The patient gets the MRI done one week later. The patient is called after all labs and imaging results are in and schedules a follow up in office to go over results. The doctor delivers the results in office: the MRI, complete blood count, comprehensive metabolic panel, and ferritin were all normal. Patient had mild vitamin D deficiency. The food allergy test came back positive for an allergy response to dairy, egg whites, strawberries, and coconut. The plan is now to eliminate these foods, start a vitamin D supplement, a multivitamin, and a daily water intake requirement. The patient was to follow up once weekly for massage and manual therapy manipulations to help with her tight neck muscles which were also contributing to her headaches and then have a full follow up on how the treatment is progressing in one month.

After one week of treatment, the patient experienced one mild headache but connected it to poor sleep the night before. After one month of treatment, the patient was headache free and constipation free.  


This story is by no means to identify any wrongs the MD did by the patient. The MD followed the standard algorithm step by step to determine what they suspect is the diagnosis according to symptoms. They ran appropriate testing and they treated the patient with the standard of care. But is the standard of care best for everyone? Why is medical care standardized when it needs to be personalized? NDs are aware that each person is an individual and not one of many. The anti-depressant was the standard of care but fell short of caring for this patient because it was not treating the root cause of her illness. Each person has their own needs and goals and it is our job to make sure we get where we need to go to continue to live a long and healthy life together. 

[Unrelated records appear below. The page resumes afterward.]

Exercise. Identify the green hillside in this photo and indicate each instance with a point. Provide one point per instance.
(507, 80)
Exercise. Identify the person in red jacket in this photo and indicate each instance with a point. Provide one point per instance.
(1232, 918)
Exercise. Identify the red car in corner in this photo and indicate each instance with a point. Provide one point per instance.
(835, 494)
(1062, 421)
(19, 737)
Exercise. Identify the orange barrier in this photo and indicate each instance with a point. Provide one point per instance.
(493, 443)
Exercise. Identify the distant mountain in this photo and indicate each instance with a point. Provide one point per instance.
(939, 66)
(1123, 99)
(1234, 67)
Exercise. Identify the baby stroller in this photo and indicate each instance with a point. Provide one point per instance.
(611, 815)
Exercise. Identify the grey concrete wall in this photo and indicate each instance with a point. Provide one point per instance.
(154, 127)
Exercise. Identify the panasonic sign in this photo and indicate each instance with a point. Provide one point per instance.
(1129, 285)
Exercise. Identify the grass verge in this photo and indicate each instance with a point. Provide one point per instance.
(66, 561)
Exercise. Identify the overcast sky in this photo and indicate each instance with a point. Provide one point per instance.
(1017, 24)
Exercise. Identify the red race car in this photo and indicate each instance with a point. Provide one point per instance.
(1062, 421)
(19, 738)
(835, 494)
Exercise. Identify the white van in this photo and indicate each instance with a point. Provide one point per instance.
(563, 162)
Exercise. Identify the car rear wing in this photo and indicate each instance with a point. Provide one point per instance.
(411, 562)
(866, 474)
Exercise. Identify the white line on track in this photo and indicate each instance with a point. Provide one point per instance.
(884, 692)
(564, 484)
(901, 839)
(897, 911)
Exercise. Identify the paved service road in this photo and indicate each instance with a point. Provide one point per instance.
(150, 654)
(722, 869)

Our current medical model in the United States does not lend a hand to quality care either. Most MDs are unfortunately limited on time with their patients mostly due to insurance policies. Most MDs are required to meet certain goals each day as far as to the number of patients they see. If these patient number goals are not met, insurance companies will drop them as a provider, therefore, hurting their practice. Because of the time constraints placed on this doctor, this MD was not able to establish any rapport with this patient nor give them the time or opportunity for them to tell their story. This is also why you see more MDs go into private practices that do not accept certain insurance policies or are concierge based so they can give more time and energy where it matters most. NDs choose to operate on a different level of care by giving the patient the time they need to tell their story in order to get back to health. Granted, in some states, NDs are covered under insurance, they are still taking the time to care for each patient because this is what ultimately matters most. Where things matter most is our approach to finding and treating the root cause of illness so we can aid the body in the healing process.